L’anno che si è appena concluso è stato un anno indimenticabile per i consulenti finanziari con la terza migliore raccolta netta di sempre e 153.000 clienti nuovi.

Le reti hanno infatti proseguito nella loro cavalcata continuando a raccogliere il risparmio degli italiani, il risparmio gestito ha sofferto, ma meno che in passato (-1,7% sulla raccolta netta rispetto a un -25% registrato nel 2008).

Quale futuro aspetta dunque al mondo della consulenza finanziaria? 

È interessante vedere come i consulenti finanziari vedano nei prossimi cinque anni: 1) il futuro della loro professione; 2) il futuro della loro mandante; 3) il loro futuro personale.

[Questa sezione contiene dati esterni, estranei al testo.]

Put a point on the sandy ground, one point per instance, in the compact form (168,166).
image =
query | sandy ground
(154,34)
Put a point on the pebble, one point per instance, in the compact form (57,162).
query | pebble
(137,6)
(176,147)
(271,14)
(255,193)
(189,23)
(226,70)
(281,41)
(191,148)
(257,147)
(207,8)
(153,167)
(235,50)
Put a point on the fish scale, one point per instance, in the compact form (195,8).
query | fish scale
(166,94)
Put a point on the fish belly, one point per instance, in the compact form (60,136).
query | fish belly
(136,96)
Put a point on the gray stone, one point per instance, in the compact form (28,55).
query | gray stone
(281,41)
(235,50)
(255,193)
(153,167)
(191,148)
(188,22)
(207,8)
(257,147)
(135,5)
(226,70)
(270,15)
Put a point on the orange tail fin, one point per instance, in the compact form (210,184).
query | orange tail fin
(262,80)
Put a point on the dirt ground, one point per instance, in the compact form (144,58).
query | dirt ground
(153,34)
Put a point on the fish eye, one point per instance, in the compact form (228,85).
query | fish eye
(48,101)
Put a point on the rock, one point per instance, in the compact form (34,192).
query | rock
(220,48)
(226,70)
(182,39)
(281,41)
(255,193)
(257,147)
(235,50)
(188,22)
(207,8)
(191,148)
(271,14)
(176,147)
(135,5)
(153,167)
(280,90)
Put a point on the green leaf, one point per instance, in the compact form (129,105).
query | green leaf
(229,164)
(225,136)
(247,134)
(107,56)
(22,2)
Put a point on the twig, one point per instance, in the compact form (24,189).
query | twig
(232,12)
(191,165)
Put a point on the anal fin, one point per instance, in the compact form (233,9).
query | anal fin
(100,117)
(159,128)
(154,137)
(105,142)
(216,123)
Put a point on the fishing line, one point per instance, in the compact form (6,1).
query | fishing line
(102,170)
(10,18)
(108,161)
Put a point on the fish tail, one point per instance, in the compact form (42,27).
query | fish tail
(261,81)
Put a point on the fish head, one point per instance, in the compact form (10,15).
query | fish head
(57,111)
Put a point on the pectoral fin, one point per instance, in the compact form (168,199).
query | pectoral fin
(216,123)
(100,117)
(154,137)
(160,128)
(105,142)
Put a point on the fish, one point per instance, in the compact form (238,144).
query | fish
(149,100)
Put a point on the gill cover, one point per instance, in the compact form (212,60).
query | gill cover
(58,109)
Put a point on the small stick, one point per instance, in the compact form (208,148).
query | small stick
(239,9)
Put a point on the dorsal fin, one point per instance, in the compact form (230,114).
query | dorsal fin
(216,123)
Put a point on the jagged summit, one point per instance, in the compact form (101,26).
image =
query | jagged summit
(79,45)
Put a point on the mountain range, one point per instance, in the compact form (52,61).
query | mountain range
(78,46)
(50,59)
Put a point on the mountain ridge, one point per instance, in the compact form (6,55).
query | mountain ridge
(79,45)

A riprova del fatto che il 2023 è stato un anno particolarmente sfidante, rispetto al 2022 questi tre indicatori hanno registrato una flessione, ma l’ottimismo rimane alto.

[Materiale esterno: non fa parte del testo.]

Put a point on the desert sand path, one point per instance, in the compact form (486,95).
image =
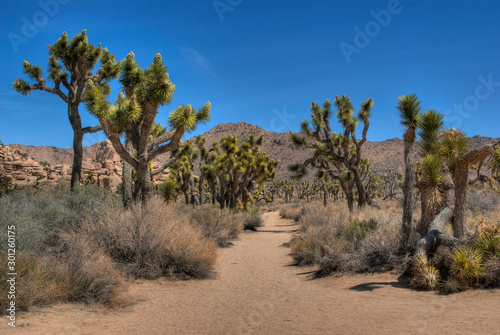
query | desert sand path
(257,292)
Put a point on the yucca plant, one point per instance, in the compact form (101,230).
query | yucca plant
(466,265)
(488,244)
(426,276)
(451,286)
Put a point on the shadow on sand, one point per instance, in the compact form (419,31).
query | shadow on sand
(402,282)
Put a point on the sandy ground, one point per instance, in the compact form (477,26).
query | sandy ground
(256,291)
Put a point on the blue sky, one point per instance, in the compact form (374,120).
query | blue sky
(265,61)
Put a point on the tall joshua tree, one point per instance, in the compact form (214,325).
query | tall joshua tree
(432,184)
(455,151)
(70,65)
(146,91)
(409,109)
(338,154)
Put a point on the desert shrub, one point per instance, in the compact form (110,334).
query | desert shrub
(380,249)
(356,231)
(426,276)
(488,245)
(92,276)
(252,218)
(466,265)
(152,240)
(367,242)
(222,226)
(292,211)
(5,184)
(475,264)
(80,273)
(490,277)
(309,249)
(39,280)
(41,214)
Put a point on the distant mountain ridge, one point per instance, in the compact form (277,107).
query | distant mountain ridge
(383,155)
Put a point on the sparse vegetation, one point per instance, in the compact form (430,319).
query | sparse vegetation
(337,242)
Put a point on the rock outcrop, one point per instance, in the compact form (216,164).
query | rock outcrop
(105,167)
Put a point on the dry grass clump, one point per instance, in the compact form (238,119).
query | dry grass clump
(366,242)
(81,274)
(252,219)
(222,226)
(426,275)
(41,214)
(482,201)
(476,264)
(152,240)
(91,274)
(292,211)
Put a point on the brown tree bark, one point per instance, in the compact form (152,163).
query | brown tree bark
(409,186)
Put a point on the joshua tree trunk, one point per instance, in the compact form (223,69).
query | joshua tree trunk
(127,176)
(143,185)
(460,180)
(76,124)
(409,185)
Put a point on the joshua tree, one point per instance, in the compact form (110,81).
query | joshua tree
(432,183)
(134,114)
(78,59)
(455,150)
(338,155)
(409,109)
(234,171)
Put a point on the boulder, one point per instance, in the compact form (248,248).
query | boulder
(87,166)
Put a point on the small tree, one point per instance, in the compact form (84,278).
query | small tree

In particolare il 72% dei consulenti finanziari vede il futuro della professione di consulente più positivo (53%) o molto più positivo (19%) nei prossimi 5 anni.  

L’81% dei consulenti finanziari vede il futuro della propria mandante nei prossimi cinque anni più positivo (60%) o molto più positivo (21%).

Infine il 77% dei consulenti finanziari vede il proprio futuro professionale nei prossimi cinque anni più positivo (57%) o molto più positivo (20%).

Dati certamente più incoraggianti rispetto a chi lavora in banca dove i tre indicatori esprimono valori molto più bassi: 38% ottimista sul futuro della professione di bancario, 67% ottimista sul futuro della propria banca e 55% ottimista sul proprio futuro.

Al di là delle naturali differenze, è indubbio come sia la professione del consulente finanziario che quella del gestore bancario stiano radicalmente cambiando. 

Da un lato è sempre più è richiesto e necessario un rapporto empatico, personalizzato e di ascolto del cliente, sia esso un cliente mass market, affluent o private. Dall’altro la necessità di rendere sempre più efficienti i processi spinge a una forte omologazione e industrializzazione dei processi sia nelle banche che nelle reti.

Forse proprio per questi motivi sia i consulenti finanziari che i gestori bancari sono più ottimisti rispetto al futuro della loro rete o banca rispetto a quello della loro professione e in fondo di loro stessi.

È diffusa la percezione che i cambiamenti in atto subiranno un’ulteriore accelerazione nel 2024 e che tutti i professionisti dovranno ripensare al proprio modo di lavorare.

Almeno tre sono le sfide che i professionisti della consulenza finanziaria dovranno affrontare: 1) aumentare la proattività con i clienti su tutti i fronti (gestione del risparmio, protezione e credito); 2) implementare il lavoro in team; 3) ottimizzare i costi per i clienti anche grazie alle nuove tecnologie.    

Si tratta di sfide comuni a molti settori che si affacciano alla maturità, dove le opportunità di crescita rimangono, ma solo per chi sa individuarle e coglierle sapendosi adattare ai cambiamenti e non subendoli.  

La figura del battitore libero è destinata a scomparire, sempre di più si lavorerà in team interdisciplinari dove le differenze generazionali consentiranno di dialogare con il singolo cliente ma anche con i suoi figli e nipoti.

L’obiettivo è ambizioso, intercettare gli ingenti passaggi di ricchezza stimati da AIPB in 180 miliardi di Euro entro il 2028, 300 miliardi entro il 2033, che consentiranno di superare la soglia dei 1.000 miliardi in capo ai consulenti finanziari.